The event, themed “Flea-mingo Island” this year, begins with a preview party from 6 to 9 p.m. Thursday. The market is 10 a.m. to 4 p.m. Friday and 10 a.m. to 2 p.m. Saturday, in the lower level parking deck of the Atlanta History Center.
Co-chairs are Karen Brown, Clayton Howell and Laura Nunnally, with Sally Nunnally serving as honorary chairman.
As always, the market offers an array of decorative and designer items at far less than retail.
“Estate sale shoppers, interior designers and collectors of all kinds know us as a source for great finds at great prices,” Brown said.
Market admission is free and open to the public. Preview Party tickets are $30 in advance and $35 at the event. You can buy party tickets online at this link or at the Swan Coach House Gift Shop. Call 404-261-9855 for more information.

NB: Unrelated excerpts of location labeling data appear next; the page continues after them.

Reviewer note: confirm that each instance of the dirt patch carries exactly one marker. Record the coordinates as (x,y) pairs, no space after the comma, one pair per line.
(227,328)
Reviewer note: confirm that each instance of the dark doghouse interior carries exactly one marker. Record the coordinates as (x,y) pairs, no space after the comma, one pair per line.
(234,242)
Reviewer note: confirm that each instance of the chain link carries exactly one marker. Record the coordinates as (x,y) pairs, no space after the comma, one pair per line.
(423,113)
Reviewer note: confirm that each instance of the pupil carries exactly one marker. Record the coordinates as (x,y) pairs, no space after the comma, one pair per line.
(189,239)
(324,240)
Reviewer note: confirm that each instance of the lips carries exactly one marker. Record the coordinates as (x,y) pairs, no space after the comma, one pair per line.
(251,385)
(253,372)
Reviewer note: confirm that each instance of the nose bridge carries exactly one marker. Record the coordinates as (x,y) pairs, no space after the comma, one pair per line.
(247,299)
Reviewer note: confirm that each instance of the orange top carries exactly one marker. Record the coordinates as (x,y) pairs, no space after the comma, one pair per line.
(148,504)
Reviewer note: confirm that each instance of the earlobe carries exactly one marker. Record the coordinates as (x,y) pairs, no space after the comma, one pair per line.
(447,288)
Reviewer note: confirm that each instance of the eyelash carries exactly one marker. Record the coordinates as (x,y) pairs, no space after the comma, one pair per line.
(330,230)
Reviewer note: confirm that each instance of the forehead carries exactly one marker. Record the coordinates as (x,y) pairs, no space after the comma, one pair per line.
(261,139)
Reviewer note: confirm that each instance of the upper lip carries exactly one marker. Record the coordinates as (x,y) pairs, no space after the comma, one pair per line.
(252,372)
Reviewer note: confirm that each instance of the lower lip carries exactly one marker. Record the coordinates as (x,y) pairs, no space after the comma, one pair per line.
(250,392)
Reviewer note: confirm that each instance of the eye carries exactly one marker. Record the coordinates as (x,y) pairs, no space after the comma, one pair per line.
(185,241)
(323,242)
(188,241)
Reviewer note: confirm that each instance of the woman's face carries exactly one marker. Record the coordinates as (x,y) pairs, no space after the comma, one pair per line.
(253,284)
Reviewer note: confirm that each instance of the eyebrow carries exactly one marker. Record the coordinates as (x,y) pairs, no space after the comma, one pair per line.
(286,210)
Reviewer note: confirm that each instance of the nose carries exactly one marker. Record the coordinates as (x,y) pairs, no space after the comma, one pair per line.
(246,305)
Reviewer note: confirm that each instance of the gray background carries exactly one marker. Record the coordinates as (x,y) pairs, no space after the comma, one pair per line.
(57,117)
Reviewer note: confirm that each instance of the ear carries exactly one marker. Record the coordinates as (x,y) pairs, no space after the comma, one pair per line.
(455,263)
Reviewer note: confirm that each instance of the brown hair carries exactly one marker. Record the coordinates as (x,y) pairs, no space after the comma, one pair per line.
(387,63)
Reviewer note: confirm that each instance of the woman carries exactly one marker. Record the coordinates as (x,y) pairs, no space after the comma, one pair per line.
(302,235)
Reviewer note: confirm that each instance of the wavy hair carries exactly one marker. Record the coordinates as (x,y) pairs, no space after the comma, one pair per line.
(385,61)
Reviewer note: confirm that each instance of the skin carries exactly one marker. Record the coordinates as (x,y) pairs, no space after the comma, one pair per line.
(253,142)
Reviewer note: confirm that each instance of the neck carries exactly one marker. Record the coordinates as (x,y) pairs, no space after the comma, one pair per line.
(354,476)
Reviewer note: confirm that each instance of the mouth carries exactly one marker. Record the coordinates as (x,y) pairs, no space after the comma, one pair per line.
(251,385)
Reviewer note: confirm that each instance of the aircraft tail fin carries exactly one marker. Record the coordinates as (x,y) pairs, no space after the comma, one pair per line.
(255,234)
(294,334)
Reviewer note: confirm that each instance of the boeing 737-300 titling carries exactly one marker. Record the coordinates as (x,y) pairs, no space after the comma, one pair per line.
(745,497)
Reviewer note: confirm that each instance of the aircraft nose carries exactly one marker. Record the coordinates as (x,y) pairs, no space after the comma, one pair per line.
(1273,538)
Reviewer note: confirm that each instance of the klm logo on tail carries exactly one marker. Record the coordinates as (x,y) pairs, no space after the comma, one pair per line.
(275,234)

All proceeds benefit the visual arts in Atlanta through the programs of the Forward Arts Foundation, which has an intriguing origin story.

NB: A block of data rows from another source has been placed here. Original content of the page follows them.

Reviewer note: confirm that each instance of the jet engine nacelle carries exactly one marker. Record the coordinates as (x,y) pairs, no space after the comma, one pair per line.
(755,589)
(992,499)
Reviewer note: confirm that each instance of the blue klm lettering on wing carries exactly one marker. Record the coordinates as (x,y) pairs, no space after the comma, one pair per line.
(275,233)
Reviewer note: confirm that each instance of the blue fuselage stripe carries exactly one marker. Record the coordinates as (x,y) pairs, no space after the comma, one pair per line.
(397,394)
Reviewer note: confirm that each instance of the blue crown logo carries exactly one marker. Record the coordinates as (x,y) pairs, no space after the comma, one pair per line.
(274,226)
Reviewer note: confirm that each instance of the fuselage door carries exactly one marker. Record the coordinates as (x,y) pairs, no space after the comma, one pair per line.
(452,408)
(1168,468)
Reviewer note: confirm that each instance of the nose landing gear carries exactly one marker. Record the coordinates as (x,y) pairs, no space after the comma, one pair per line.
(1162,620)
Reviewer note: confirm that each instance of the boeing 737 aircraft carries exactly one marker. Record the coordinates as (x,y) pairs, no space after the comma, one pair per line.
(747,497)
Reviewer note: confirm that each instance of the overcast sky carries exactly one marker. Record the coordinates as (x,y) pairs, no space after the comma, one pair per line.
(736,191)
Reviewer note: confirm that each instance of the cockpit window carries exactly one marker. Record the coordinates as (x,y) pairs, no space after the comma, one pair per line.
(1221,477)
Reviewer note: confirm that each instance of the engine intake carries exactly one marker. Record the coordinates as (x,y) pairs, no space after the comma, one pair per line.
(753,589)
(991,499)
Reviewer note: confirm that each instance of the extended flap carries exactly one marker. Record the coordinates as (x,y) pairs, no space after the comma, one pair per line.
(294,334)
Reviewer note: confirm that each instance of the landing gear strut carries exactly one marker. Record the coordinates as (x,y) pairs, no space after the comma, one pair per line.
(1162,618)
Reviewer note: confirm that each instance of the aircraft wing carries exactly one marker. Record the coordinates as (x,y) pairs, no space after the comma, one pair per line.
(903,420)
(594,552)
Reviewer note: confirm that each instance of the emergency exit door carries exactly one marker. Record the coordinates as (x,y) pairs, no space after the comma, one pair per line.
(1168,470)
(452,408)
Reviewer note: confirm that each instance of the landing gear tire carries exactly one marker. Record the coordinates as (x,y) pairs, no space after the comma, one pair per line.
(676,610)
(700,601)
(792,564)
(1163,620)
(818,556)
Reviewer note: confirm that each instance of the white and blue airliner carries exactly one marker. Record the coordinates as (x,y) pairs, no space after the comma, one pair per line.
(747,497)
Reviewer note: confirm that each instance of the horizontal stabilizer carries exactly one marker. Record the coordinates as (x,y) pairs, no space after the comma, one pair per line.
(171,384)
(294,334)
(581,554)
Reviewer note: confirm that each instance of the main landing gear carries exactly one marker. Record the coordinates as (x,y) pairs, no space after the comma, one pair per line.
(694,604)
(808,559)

In the 1960s, a number of homes along Peachtree Street were razed to make way for the modern new Woodruff Arts Center. Gone, too, was the original coach house where members of the museum’s Women’s Auxiliary operated a gift shop and tea room. (The first Flea Market had been held on the grounds of the original High Museum in 1954.)
Undeterred by the price of progress, 12 auxiliary volunteers opted to find a new location and chartered the Forward Arts Foundation on Sept. 21, 1965. The Swan Coach House, which was the renovated carriage house originally part of the Edward Inman estate, opened in 1967. The restaurant, gift shop and gallery is near the Inman home known as the Swan House, which is now part of the Atlanta History Center’s campus.

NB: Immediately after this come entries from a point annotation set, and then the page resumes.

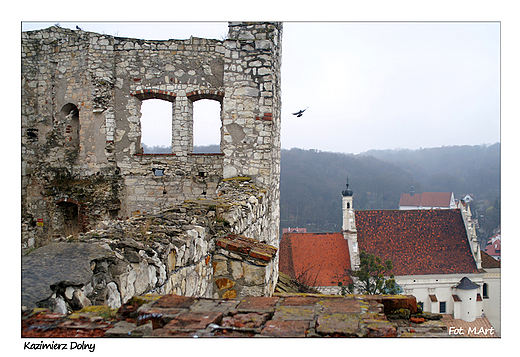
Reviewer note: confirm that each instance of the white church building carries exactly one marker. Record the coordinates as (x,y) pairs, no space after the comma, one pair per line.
(435,254)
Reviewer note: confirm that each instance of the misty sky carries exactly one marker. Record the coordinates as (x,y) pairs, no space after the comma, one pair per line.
(367,85)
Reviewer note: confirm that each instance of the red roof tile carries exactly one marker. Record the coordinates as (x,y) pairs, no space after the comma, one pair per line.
(426,199)
(418,242)
(315,259)
(493,248)
(488,262)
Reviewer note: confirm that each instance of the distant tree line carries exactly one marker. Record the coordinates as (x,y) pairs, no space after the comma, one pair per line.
(312,181)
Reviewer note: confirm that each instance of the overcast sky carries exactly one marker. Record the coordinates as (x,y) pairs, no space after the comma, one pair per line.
(371,85)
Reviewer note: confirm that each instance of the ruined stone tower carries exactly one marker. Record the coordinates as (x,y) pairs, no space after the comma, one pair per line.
(82,92)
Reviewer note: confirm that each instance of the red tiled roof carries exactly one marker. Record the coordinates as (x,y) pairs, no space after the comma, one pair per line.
(488,262)
(493,249)
(418,242)
(315,259)
(426,199)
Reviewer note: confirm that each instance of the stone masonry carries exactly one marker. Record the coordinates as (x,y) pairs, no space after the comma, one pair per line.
(197,249)
(82,161)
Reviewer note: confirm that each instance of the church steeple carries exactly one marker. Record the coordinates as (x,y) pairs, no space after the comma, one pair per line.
(347,191)
(349,226)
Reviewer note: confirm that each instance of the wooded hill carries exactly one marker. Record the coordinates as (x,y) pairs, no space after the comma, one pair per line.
(312,181)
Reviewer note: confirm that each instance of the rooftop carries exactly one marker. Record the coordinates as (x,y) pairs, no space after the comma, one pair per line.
(426,199)
(283,315)
(418,242)
(316,259)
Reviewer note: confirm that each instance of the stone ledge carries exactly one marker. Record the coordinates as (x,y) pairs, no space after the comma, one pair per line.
(284,315)
(247,246)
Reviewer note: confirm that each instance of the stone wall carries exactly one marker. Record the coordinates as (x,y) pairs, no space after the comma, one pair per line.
(81,127)
(190,249)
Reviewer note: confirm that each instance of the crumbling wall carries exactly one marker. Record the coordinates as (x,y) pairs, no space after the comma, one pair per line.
(81,100)
(180,250)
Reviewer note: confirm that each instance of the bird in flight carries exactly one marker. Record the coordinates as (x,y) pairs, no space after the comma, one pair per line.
(300,113)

The Forward Arts Foundation’s 1965 articles of incorporation listed the following founding members to be named as lifetime trustees: Louise Richardson Allen, Elkin Goddard Alston, Frances McDonald Carmichael, Anne Cox Chambers, Frances Floyd Cocke, Virginia Campbell Courts, Sylvia Montag Ferst, Isabelle Woolford Kennedy, Nora Clancy Maddox, Sara Giles Moore, Catherine Smith Nunnally and Josephine Crawford Robinson. They were initially dubbed “The Dirty Dozen” for their bold action in striking out to find a new coach house location, although the late Atlanta society writer Yolande Gwin insisted that “such chic, smart and prominent women” be known as the “Darling Dozen.”